29 de diciembre

Esta noche, mientras esperaba a Rosario en la barra del Encrucijada Veracruzana, se me acercó Brígida e hizo una observación sobre el paso del tiempo.

—Sírveme otro tequila —le dije— y explícate.

En su mirada sorprendí algo que sólo puedo denominar con la palabra victoria, aunque era una victoria triste, resignada, atenta a los pequeños gestos de la muerte más que a los gestos de la vida.

—Digo que el tiempo pasa —dijo Brígida mientras llenaba mi vaso— y que tú, que antes eras un desconocido, ahora pareces de la familia.

—Me vale madre la familia —le dije mientras pensaba dónde demonios se había metido Rosario.

—No pretendía insultarte —dijo Brígida—. Tampoco pelearme contigo. En estas fechas prefiero no pelearme con nadie.

Me la quedé mirando un rato sin saber qué decirle. De buena gana le hubiera dicho tú estás tonta, Brígida, pero yo tampoco tenía ganas de pelearme con nadie.

—Digo —dijo Brígida mirando hacia atrás como para asegurarse de que Rosario aún no venía— que a mí también, cómo no, me hubiera gustado enamorarme de ti, a mí también me hubiera gustado vivir contigo, darte para tus gastos, hacerte la comida, cuidarte cuando te enfermaras, pero si no pudo ser, ni modo, hay que aceptar las cosas como son, ¿verdad? Pero hubiera sido lindo.
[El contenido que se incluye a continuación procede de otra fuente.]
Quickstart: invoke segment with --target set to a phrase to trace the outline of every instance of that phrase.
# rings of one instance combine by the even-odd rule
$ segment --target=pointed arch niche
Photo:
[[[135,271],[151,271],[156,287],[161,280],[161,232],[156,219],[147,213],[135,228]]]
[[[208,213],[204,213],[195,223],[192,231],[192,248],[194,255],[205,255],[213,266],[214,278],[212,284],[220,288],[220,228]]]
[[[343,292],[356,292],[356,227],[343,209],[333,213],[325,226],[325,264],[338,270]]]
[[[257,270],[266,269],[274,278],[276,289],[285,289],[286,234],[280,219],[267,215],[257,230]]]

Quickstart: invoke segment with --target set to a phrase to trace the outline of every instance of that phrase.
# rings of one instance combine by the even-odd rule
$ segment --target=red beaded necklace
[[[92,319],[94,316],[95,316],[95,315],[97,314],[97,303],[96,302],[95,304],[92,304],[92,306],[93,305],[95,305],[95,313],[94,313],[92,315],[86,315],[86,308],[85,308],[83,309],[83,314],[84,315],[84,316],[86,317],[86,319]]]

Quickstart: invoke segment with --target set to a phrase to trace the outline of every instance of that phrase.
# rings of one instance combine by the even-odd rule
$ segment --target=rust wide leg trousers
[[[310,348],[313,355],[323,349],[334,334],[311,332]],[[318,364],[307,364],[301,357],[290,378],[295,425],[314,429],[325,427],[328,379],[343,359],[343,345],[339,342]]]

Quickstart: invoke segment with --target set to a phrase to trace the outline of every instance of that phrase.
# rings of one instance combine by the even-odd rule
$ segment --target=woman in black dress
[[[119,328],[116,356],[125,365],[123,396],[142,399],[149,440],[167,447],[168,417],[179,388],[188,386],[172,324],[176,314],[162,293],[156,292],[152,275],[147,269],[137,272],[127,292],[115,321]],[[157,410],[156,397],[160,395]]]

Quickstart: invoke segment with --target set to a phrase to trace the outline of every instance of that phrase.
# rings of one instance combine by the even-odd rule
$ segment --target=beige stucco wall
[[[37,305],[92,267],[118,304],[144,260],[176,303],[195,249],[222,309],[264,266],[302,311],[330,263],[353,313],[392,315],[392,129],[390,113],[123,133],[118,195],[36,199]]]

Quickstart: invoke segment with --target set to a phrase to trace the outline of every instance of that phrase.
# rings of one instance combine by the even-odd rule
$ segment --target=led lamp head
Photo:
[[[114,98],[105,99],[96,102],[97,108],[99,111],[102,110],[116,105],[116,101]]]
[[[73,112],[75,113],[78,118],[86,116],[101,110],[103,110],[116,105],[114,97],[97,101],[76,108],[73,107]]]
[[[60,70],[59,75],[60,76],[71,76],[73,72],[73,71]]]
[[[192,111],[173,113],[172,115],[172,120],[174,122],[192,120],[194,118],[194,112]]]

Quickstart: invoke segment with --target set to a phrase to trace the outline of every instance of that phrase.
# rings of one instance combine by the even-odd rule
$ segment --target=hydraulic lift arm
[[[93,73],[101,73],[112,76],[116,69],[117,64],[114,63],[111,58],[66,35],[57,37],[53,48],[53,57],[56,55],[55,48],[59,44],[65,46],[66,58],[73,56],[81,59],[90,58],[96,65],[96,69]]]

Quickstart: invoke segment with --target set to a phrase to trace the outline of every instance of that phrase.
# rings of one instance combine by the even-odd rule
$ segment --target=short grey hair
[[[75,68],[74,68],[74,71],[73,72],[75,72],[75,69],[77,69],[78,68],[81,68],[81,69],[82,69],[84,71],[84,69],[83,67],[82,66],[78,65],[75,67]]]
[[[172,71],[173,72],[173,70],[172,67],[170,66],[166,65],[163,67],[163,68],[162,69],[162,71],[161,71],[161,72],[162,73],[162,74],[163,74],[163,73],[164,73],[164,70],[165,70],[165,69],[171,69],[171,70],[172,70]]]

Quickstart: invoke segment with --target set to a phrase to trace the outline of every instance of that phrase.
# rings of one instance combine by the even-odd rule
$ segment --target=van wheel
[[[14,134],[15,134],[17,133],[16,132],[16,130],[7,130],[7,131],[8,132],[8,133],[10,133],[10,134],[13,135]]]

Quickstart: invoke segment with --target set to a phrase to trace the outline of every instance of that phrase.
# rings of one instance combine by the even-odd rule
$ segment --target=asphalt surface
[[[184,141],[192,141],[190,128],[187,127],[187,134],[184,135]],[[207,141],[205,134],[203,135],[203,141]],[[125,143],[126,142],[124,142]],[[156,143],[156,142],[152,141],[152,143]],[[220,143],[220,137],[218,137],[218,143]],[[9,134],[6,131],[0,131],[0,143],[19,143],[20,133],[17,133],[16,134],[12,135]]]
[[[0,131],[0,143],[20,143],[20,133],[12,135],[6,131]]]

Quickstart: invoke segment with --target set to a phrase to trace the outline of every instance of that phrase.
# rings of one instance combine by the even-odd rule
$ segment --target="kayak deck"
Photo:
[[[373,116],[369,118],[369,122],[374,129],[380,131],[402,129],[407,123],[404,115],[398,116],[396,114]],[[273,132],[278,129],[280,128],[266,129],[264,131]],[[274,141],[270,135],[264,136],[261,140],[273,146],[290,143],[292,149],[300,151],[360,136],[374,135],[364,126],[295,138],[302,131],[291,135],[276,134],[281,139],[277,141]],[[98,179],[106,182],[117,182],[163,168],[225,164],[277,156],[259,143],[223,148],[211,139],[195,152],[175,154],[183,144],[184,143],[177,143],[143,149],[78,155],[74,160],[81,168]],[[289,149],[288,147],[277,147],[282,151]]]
—Yo soy insoportable —le dije.

—Tú eres como eres y tienes un vergón que vale su peso en oro —dijo Brígida.

—Gracias —le dije.

—Sé lo que me digo —dijo Brígida.

—¿Y qué más sabes?

—¿Sobre ti? —ahora Brígida sonreía y ésa, supuse, era su victoria.

—Sobre mí, claro —le dije mientras vaciaba el vaso de tequila.

—Que vas a morir joven, Juan, que vas a desgraciar a Rosario.